For a project like CCMenu, this points toward a workflow where agent-generated code is treated as a draft rather than a commit. The agent’s output is useful, sometimes very useful, but it goes through a review step where the maintainer specifically asks not just whether the feature works but whether the code fits. This review is cheaper than writing the feature from scratch, but it’s not free.

The Tooling Gap

What’s largely absent from current AI coding workflows is tooling designed specifically to assess structural fit. We have good tooling for external quality: test runners, type checkers, fuzzers. We have partial tooling for internal quality: linters, complexity analyzers, duplication detectors. We don’t have good automated tooling for what might be called architectural conformance: does this new code respect the conventions and boundaries of the existing codebase?

Fitness functions, from the evolutionary architecture literature, are one partial answer. You can write automated checks that enforce specific architectural properties, like preventing imports between layers that shouldn’t communicate, and run them in CI. But fitness functions require knowing in advance which properties matter, and they catch violations after the fact rather than guiding the agent during generation.

A more promising direction is probably tighter integration between agents and architecture-aware analysis tools. Tools like CodeScene, which analyze structural patterns and identify hotspots, could in principle feed into an agent’s context in a way that makes it more likely to produce conformant output. The agent could be given explicit information about module ownership, dependency conventions, and naming patterns derived from the existing codebase before it generates anything.

This is still largely unexplored territory in production tooling. Most agent integrations provide file access and search; they don’t provide architectural context in a structured, queryable form.

What the Experiment Reveals About the Longer Arc

There’s a compounding dynamic worth noting. Internal quality is what makes a codebase hospitable to future work, whether that future work is done by humans or agents.

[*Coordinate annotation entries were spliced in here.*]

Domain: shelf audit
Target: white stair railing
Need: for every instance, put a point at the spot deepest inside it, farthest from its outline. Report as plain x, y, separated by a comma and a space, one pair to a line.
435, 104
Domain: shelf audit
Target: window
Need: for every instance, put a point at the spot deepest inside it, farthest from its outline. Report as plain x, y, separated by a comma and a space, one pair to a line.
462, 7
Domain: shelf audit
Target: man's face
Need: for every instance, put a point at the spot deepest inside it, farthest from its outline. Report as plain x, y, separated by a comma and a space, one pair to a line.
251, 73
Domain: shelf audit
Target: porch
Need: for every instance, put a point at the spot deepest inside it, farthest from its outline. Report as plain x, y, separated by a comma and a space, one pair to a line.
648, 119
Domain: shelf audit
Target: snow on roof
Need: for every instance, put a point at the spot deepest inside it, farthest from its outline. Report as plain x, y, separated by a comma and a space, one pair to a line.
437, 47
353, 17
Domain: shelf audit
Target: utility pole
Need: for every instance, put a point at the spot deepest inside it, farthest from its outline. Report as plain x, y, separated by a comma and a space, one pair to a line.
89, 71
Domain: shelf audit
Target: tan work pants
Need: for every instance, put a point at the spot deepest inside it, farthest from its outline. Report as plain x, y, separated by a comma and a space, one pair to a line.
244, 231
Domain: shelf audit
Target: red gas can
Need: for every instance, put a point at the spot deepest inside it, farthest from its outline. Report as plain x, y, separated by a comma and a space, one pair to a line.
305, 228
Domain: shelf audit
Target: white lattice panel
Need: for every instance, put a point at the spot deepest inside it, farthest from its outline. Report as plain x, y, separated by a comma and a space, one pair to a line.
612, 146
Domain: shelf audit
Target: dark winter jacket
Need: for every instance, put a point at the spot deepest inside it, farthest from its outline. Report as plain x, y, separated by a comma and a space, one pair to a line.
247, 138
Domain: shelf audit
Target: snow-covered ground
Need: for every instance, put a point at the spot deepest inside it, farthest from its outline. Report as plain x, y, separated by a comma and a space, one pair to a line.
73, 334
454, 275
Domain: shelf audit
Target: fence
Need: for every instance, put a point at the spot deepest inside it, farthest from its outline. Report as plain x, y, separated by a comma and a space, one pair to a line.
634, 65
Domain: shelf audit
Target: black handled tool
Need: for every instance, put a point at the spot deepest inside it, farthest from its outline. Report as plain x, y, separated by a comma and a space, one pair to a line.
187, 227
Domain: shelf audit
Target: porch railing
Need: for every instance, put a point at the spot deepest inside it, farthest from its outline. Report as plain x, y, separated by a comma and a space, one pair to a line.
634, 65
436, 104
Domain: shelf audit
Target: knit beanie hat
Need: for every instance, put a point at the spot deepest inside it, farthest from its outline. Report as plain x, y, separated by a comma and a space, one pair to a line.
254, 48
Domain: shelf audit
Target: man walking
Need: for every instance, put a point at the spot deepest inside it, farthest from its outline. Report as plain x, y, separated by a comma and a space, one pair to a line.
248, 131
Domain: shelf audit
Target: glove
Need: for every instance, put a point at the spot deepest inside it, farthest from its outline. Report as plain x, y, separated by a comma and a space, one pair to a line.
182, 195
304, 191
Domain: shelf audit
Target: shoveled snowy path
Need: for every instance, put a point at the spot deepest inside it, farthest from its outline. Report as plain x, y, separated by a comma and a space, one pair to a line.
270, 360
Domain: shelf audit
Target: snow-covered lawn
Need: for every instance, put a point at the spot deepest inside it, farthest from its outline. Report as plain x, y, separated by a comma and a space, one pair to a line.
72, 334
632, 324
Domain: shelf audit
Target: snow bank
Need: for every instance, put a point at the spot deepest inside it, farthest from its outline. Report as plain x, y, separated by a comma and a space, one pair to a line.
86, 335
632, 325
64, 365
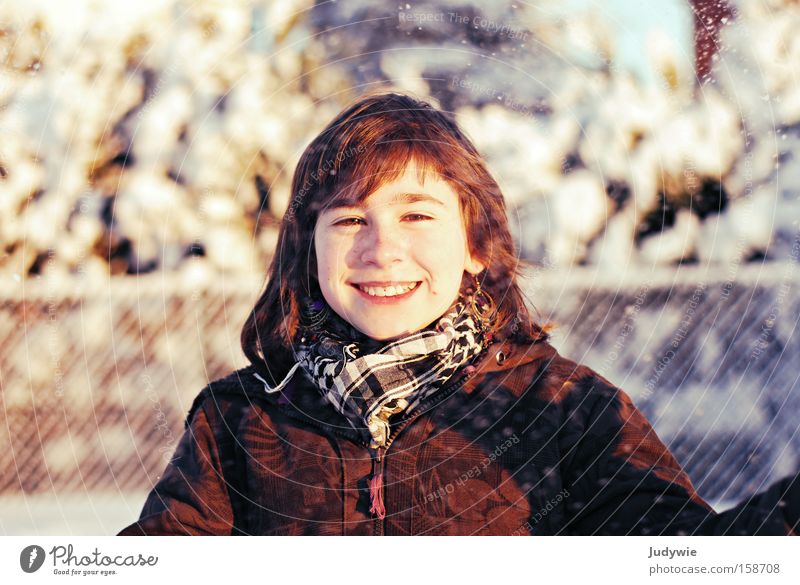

A codebase with clear abstractions, consistent naming, and well-enforced module boundaries is a codebase that agents can reason about more effectively when the next feature comes along. A codebase where internal quality has been allowed to drift is one where the agent’s context is noisier, the conventions are harder to infer, and the structural mistakes from previous sessions compound with new ones.

This means that how carefully internal quality is maintained under agent-assisted development has implications not just for human maintainability but for the effectiveness of future agent assistance. Doernenburg’s experiment is asking a narrow question about a specific feature in a specific codebase, but the question it’s really probing is whether AI-assisted development is a practice that sustains itself or one that degrades the conditions for its own future effectiveness.

That’s worth knowing, and it’s a question that benchmark suites, however comprehensive, aren’t set up to answer.